A benção, na Sagrada Escritura está ligada primeiramente ao dom da vida que vem
de Deus e se manifesta antes de tudo na fecundidade, em uma vida que se
multiplica, passando de geração em geração. E à benção está ligada também a
experiência da posse de uma terra, de um lugar estável no qual viver e crescer
em liberdade e segurança, temendo a Deus e construindo uma sociedade de homens
fiéis à Aliança, “reino de sacerdotes e nação santa” (cfr Es 19, 6).
Por isso Abraão, no projeto divino, está destinado a transformar-se “pai
de uma multidão de povos” (Gen 17, 5; cfr Rm 4, 17-18) e a entrar em uma
nova terra onde habitar. Porém, Sara, sua esposa, é estéril, não pode ter
filhos; e o país para o qual Deus o conduz é distante da sua terra de origem,
já está habitado por outras populações, e não lhe pertencerá mais
verdadeiramente. O narrador bíblico o enfatiza, com muita discrição: quando
Abraão chega ao lugar da promessa de Deus: “os cananeus estavam então naquela
terra” (Gen 12, 6).

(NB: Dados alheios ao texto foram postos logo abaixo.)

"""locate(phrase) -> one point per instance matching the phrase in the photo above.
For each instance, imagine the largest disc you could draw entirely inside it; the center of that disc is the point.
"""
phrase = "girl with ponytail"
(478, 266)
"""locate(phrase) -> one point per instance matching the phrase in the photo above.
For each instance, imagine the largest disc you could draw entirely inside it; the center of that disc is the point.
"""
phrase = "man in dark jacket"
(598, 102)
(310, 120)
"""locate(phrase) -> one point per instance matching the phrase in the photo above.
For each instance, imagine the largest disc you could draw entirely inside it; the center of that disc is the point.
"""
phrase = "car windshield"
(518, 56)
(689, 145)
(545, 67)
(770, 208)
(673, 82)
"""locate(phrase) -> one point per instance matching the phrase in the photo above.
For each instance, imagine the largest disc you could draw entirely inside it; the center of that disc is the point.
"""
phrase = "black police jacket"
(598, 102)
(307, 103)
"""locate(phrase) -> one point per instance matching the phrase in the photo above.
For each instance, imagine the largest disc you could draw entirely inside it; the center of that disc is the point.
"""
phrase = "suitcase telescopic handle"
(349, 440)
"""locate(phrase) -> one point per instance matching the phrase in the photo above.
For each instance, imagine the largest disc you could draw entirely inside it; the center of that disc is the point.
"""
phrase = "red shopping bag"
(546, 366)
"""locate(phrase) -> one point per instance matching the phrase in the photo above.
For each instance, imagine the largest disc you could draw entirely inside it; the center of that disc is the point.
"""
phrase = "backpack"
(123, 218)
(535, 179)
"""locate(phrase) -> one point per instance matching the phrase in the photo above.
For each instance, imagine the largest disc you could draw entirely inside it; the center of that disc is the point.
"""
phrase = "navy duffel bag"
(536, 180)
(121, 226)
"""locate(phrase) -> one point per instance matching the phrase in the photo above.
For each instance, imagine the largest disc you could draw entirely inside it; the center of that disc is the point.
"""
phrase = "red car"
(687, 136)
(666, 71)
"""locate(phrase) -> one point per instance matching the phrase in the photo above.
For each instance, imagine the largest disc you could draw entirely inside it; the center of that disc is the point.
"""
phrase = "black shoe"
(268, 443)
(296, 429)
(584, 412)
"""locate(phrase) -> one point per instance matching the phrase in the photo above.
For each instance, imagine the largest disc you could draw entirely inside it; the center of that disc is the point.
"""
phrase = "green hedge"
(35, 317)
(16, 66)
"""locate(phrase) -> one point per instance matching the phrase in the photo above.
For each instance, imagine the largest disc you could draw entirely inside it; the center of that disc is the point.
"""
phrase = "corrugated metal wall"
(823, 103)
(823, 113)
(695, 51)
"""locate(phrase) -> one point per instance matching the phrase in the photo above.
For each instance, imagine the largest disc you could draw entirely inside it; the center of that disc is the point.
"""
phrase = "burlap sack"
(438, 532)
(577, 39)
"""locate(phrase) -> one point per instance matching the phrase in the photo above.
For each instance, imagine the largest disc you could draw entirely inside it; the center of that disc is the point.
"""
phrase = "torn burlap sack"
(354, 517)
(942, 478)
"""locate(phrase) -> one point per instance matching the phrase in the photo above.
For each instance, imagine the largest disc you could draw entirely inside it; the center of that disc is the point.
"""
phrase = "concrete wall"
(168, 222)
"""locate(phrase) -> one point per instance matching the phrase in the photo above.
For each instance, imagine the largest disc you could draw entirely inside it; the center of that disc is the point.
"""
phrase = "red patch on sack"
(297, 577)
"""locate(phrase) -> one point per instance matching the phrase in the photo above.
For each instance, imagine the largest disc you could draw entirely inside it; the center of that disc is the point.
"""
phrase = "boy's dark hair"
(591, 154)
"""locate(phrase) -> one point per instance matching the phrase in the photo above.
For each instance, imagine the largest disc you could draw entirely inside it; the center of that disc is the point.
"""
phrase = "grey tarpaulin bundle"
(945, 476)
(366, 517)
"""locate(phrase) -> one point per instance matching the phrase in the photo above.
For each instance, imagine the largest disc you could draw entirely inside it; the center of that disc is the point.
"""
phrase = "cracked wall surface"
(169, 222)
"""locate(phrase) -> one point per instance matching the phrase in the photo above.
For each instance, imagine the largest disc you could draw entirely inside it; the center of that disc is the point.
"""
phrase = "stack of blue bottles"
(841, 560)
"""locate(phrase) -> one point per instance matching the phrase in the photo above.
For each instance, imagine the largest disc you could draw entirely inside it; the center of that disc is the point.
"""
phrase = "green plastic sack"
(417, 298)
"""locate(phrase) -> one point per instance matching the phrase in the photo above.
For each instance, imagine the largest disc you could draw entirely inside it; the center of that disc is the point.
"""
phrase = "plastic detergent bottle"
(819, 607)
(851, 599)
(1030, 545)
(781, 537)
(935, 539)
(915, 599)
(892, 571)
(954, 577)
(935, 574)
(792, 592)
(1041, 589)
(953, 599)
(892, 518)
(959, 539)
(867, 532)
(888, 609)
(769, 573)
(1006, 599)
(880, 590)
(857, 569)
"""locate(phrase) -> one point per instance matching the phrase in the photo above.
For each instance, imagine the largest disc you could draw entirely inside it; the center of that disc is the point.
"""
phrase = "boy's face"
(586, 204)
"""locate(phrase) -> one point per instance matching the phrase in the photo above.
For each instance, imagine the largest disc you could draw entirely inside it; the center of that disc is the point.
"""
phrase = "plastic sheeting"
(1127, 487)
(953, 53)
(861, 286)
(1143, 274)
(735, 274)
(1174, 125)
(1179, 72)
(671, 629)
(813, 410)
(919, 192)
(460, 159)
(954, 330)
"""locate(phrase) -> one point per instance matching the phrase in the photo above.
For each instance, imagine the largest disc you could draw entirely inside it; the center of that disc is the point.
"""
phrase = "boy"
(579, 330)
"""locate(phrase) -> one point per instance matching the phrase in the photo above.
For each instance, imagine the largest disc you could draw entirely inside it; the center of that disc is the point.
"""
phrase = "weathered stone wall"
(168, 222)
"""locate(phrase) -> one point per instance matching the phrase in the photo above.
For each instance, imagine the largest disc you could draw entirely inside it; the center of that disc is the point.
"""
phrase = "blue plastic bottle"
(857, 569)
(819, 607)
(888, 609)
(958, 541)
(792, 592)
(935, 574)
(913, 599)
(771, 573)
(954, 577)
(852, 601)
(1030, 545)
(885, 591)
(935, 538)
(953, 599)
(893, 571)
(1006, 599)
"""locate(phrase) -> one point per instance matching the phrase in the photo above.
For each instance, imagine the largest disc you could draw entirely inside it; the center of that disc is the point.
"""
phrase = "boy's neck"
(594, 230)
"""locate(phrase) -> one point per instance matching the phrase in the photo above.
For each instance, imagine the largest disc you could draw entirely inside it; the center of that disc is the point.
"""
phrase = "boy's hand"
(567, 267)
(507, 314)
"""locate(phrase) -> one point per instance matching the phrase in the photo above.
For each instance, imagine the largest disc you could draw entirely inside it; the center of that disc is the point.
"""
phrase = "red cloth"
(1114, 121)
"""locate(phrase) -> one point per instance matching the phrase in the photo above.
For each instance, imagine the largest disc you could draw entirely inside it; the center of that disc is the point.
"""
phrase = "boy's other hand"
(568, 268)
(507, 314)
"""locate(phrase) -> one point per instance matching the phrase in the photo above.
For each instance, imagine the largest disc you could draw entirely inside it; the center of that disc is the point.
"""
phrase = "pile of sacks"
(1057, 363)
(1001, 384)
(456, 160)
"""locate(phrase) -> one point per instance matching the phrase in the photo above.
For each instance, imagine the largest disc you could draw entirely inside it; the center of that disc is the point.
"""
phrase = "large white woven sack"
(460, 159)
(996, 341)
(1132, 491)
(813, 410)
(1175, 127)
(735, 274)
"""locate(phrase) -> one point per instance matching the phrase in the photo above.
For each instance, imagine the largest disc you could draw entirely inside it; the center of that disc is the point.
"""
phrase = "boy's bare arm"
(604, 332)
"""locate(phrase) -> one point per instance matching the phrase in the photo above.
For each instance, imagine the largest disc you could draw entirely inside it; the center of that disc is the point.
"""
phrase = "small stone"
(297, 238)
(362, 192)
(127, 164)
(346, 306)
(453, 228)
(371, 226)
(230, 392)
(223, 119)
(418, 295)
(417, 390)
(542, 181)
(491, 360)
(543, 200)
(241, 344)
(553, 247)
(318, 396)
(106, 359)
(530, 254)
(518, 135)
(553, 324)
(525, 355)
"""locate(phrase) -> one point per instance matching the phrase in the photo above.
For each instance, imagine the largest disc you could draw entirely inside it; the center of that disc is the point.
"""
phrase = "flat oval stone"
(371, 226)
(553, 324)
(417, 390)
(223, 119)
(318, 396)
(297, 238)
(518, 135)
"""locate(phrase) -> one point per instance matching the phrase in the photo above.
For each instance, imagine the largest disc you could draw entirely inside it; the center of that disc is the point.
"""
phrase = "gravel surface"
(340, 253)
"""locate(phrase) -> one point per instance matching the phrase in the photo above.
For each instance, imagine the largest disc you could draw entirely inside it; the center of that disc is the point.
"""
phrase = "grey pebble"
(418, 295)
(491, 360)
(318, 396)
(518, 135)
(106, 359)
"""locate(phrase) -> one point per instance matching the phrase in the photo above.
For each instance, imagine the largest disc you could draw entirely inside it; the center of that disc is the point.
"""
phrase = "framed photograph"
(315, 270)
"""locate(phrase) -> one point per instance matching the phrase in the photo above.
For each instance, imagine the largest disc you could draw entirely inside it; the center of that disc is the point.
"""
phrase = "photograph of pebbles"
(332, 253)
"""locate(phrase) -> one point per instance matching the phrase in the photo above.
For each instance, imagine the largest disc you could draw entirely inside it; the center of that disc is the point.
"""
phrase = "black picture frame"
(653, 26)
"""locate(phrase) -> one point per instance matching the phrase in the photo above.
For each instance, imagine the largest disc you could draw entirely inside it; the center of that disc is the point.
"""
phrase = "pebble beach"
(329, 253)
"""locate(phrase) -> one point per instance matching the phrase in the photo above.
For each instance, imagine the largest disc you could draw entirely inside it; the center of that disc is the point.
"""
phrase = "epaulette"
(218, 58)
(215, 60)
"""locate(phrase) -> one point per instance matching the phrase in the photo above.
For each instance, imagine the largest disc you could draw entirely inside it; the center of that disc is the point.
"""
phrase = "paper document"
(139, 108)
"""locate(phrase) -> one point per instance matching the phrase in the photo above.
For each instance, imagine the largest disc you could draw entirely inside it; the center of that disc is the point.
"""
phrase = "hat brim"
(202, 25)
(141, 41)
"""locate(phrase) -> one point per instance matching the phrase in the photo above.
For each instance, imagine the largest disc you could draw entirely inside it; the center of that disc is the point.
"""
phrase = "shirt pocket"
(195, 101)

A terra que Deus doa a Abraão não lhe pertence, ele é um
estrangeiro e como tal permanecerá para sempre, com tudo aquilo que isto
comporta: não ter ambição de propriedade, sentir sempre a própria pobreza, ver
tudo como presente. Esta é também a condição espiritual de quem aceita seguir o
Senhor, de quem decide partir acolhendo o seu chamado, sob o sinal de sua
invisível mas poderosa benção. E Abraão, “pai dos crentes”, aceita este
chamado, na fé. Escreve São Paulo na Carta aos Romanos: “Ele acreditou,
esperando contra toda a esperança e assim e se tornou pai de muitas nações,
segundo o que lhe fora dito: Assim será a tua descendência. Ele não vacilou na
fé, embora reconhecendo o seu próprio corpo sem vigor – pois tinha quase cem
anos – e o seio de Sara igualmente amortecido. Ante a promessa de Deus, não
vacilou, não desconfiou, mas conservou-se forte na fé deu glória a Deus. Estava
plenamente convencido de que Deus era poderoso para cumprir o que prometera”
(Rm 4, 18-21).
A fé conduz Abraão a percorrer um caminho paradoxal. Ele será bendito, mas sem
os sinais visíveis da benção: recebe a promessa de formar grande povo, mas com
uma vida marcada pela esterilidade de sua esposa Sara; é conduzido em uma nova
pátria, mas deverá viver como estrangeiro; e a única posse de terra que lhe
será concedida será aquela de um pedaço de terreno para enterrar Sara (cfr Gen
23, 1-20). Abraão é bendito porque, na fé, sabe discernir a benção divina indo
além das aparências, confiando na presença de Deus também quando os seus
caminhos lhe parecem misteriosos.
O que significa isto para nós? Quando afirmamos: “Eu creio em Deus”, dizemos
como Abraão: “Confio em ti, confio-me a ti, Senhor”, mas não como a Qualquer um
a quem recorrer somente nos momentos de dificuldade ou a quem dedicar qualquer
momento do dia ou da semana. Dizer “Eu creio em Deus” significa fundar sobre
Ele a minha vida, deixar que a sua Palavra a oriente a cada dia, nas escolhas
concretas, sem medo de perder algo de mim mesmo. Quando, no Rito do Batismo,
por três vezes pergunto: “Crês?” em Deus, em Jesus Cristo, no Espírito Santo, a
santa Igreja Católica e as outras verdades de fé, a tríplice resposta é no singular:
“Creio”, porque é a minha existência pessoal que deve receber um avanço com o
dom da fé, é a minha existência que deve mudar, converter-se. Cada vez que
participamos de um Batismo devemos perguntar-nos como vivemos cotidianamente o
grande dom da fé.
Abraão, o crente, ensina-nos a fé; e, como estrangeiro na terra, nos indica a
verdadeira pátria. A fé nos torna peregrinos na terra, inseridos no mundo e na
história, mas em caminho para a pátria celeste. Crer em Deus nos torna,
portanto, portadores de valores que frequentemente não coincidem com a moda e a
opinião do momento, pede-nos para adotar critérios e assumir comportamentos que
não pertencem ao modo comum de pensar. O cristão não deve ter temor de ir
“contra a corrente” para viver a própria fé, resistindo a tentação da
“uniformidade”. Em tantas de nossas sociedades Deus se tornou o “grande
ausente” e no seu lugar estão muitos ídolos, diversos ídolos e sobretudo a
posse e o “eu” autônomo. E também os significativos e positivos progressos da
ciência e da técnica têm levado o homem à ilusão de onipotência e de
auto-suficiência, e um crescente egocentrismo criou não poucos desequilíbrios
dentro dos relacionamentos interpessoais e dos comportamentos sociais.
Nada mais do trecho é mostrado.